Il virus SARS-CoV-2, responsabile della pandemia COVID-19, è attivo anche nelle secrezioni oculari dei pazienti positivi al virus: è quanto emerge da una importante ricerca pubblicata dalla rivista Annals of Internal Medicine e realizzata dai ricercatori dell’Istituto Nazionale Malattie Infettive “Lazzaro Spallanzani” di Roma.
Partendo da un tampone oculare prelevato tre giorni dopo il ricovero da una paziente positiva al virus, ricoverata presso l’ospedale Spallanzani alla fine di gennaio e che presentava una congiuntivite bilaterale, i ricercatori dello Spallanzani sono riusciti ad isolare il virus, dimostrando così che esso, oltre che nell’apparato respiratorio, è in grado di replicarsi anche nelle congiuntive.

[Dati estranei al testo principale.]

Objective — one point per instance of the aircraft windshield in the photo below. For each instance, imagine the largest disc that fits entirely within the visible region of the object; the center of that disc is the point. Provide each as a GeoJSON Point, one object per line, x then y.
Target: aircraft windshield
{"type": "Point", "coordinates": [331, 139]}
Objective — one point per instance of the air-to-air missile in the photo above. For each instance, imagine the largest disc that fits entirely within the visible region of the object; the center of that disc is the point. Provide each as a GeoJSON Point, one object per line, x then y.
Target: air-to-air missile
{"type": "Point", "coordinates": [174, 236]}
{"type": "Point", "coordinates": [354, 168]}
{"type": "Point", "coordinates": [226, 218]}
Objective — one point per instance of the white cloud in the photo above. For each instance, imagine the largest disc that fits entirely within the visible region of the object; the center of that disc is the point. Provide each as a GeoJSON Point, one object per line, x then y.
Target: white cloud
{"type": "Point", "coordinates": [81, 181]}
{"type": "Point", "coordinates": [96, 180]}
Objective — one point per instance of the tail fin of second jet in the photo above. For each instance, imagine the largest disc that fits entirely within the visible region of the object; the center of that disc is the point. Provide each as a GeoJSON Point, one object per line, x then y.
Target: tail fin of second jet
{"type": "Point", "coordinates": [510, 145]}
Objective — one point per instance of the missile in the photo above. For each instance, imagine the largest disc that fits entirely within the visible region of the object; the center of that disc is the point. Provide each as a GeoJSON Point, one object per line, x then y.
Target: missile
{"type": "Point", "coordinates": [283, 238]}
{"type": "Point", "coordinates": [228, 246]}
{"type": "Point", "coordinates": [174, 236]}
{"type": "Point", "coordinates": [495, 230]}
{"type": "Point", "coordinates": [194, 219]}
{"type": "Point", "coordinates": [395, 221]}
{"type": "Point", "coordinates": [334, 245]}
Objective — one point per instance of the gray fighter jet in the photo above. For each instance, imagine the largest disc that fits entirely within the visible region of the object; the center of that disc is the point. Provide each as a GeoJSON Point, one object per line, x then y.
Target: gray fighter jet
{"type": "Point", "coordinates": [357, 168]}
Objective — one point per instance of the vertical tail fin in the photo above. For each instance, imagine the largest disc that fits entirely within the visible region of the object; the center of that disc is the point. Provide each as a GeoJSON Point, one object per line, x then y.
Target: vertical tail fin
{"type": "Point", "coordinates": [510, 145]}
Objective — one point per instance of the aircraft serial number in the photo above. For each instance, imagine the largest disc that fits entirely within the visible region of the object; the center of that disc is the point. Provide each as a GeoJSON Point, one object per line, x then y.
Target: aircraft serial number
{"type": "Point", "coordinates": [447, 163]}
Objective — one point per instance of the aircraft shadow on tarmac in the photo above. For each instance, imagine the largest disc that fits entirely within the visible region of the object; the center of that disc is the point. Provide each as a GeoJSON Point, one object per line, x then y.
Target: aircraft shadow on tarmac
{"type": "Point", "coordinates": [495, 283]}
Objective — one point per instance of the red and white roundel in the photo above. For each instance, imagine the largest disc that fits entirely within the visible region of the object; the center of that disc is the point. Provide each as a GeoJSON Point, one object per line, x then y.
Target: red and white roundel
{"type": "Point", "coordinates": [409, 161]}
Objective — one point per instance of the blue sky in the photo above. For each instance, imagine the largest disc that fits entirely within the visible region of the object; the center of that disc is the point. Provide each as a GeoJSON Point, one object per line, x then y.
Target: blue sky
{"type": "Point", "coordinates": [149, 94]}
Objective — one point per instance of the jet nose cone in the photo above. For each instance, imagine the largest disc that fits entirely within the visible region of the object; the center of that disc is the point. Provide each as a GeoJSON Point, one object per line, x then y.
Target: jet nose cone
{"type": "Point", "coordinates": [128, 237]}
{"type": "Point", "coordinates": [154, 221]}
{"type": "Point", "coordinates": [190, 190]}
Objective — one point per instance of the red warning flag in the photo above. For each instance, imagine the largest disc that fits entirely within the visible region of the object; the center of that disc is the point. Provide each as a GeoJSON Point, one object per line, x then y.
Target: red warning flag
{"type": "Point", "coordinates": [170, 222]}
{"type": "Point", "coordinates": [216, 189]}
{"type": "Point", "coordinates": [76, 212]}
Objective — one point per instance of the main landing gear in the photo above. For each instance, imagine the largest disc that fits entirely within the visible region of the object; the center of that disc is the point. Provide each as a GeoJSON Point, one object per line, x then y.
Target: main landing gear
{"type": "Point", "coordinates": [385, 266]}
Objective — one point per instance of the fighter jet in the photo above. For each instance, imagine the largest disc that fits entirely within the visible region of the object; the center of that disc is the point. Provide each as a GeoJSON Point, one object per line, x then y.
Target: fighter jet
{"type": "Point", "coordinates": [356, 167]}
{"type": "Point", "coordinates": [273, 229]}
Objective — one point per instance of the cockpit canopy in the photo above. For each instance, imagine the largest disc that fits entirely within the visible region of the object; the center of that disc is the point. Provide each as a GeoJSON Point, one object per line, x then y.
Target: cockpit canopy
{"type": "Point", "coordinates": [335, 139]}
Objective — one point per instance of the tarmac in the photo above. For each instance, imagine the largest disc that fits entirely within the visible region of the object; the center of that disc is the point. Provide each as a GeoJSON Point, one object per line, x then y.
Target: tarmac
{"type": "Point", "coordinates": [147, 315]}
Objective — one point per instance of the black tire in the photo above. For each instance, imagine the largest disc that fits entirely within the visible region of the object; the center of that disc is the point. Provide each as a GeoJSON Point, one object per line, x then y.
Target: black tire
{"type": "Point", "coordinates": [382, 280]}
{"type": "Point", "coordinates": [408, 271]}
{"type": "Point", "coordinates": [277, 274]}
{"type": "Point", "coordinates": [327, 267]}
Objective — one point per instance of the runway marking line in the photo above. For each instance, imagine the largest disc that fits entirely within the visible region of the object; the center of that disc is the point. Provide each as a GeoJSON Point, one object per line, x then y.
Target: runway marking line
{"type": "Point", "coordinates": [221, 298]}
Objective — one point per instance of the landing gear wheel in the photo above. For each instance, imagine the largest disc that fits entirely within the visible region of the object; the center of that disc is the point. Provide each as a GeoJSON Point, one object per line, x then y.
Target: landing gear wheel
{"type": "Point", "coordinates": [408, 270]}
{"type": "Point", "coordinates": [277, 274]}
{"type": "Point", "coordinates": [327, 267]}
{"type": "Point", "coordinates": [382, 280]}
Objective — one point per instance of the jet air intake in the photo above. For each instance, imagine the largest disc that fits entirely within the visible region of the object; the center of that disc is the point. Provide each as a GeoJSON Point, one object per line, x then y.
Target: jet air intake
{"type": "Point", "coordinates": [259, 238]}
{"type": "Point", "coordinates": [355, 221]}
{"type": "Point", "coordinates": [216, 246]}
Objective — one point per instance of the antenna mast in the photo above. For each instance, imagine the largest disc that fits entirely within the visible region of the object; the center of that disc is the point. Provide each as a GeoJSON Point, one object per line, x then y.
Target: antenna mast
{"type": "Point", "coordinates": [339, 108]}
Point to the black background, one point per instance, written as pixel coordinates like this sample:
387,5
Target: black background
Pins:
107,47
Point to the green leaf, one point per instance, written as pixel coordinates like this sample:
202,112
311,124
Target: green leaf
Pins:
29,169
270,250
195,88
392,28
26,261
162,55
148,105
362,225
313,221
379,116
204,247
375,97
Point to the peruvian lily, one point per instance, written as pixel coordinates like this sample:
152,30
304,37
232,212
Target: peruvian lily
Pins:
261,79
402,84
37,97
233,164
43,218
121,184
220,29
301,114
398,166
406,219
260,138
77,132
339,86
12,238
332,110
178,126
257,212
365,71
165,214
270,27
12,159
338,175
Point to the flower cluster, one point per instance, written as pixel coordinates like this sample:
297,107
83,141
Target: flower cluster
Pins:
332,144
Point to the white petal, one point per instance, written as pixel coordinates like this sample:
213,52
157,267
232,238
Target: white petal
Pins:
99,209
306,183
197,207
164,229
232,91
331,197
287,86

Si tratta di una scoperta che ha importanti implicazioni anche sul piano della salute pubblica, tant’è che il risultato è stato comunicato all’Organizzazione Mondiale della Sanità d’accordo con l’Editor della rivista prima della pubblicazione. “Questa ricerca dimostra che gli occhi non sono soltanto una delle porte di ingresso del virus nell’organismo, ma anche una potenziale fonte di contagio – ha commentato Concetta Castilletti, responsabile dell’Unità Operativa Virus Emergenti del Laboratorio di Virologia dello Spallanzani – ne deriva la necessità di un uso appropriato di dispositivi di protezione in situazioni, quali gli esami oftalmici, che si pensava potessero essere relativamente sicure rispetto ai rischi di contagio che pone questo virus”.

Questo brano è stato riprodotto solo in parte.